Orchid Mantis is an act that just assumes the mantle of the unnassuming. Quietly doing his thing among the twisted parameters of post-punk, jangle-pop and lo-fi, you have to dig as far as his Tumbler blog before finding out his name is Thomas Howard.
Without overtly courting attention, his music is starting to drift slowly into critical focus, with Slovakian cassette label behemoths (yes…there is nearly such a thing) Z Tapes following this cassette release with a vinyl release of his 2018 Kulla Sunset album, after it was selected in a recent fan ‘what vinyl do you fancy’ poll by label fans.
This album merely accentuate the reason for such a growing appeal. Essentially, Howard has ‘twang’ and knows exactly how, when and why, to use it with the tracks imbued with the most obvious/traditional of beauty, like Within and Apart, Never Know Why and Even In Dreams.
These provide spacious, slightly gaze inflected, obvious melodies, that draw the listener in to their sense of stunning, before sporadically piercing their core with sudden spikes of twanged notes and riffs. It is the atypical musical trick of a man who would hate to let his listeners ‘settle’. It’s possibly his best apposite position.
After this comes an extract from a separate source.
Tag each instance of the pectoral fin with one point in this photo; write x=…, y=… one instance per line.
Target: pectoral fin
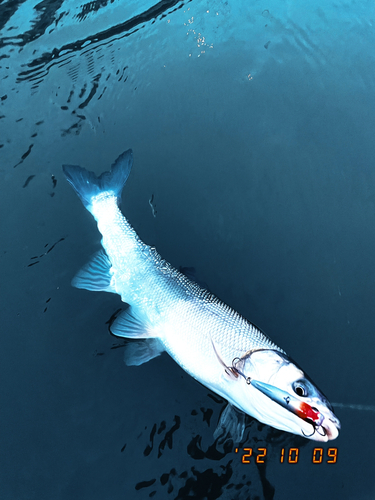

The twang becomes more of a foundation within more desolate isolation of tracks such as Can’t See Anymore, Keswick Park, Tell and Light Beyond (Right Now), that take a jangly post-punk edge and tether everything to dominant, isolated twanging riff(s). It’s a technique used with perfect effect within the Dunedin sound, but somehow this sort of 17 Seconds (The Cure) feel just gives it added credence.
It is perhaps a bit churlish of me to separate the tracks into to the distinct ‘feels’ above. For this is one of those albums that never threatens to step away from a unifying atmosphere that allows the album to flow as if it is one elongated track.
With the spotify generation able to slap, dash and dribble through an album as ifit were merely a collection of singles, it is the need to put all the pieces together that probably means it takes a while for Howard’s music to finally sink in.
However, once it does and the musical jigsaw is completed, it restores total faith in the reason why the concept of ‘the album’ will always survive, even when faced with the terrors of today’s ADHD musical generation.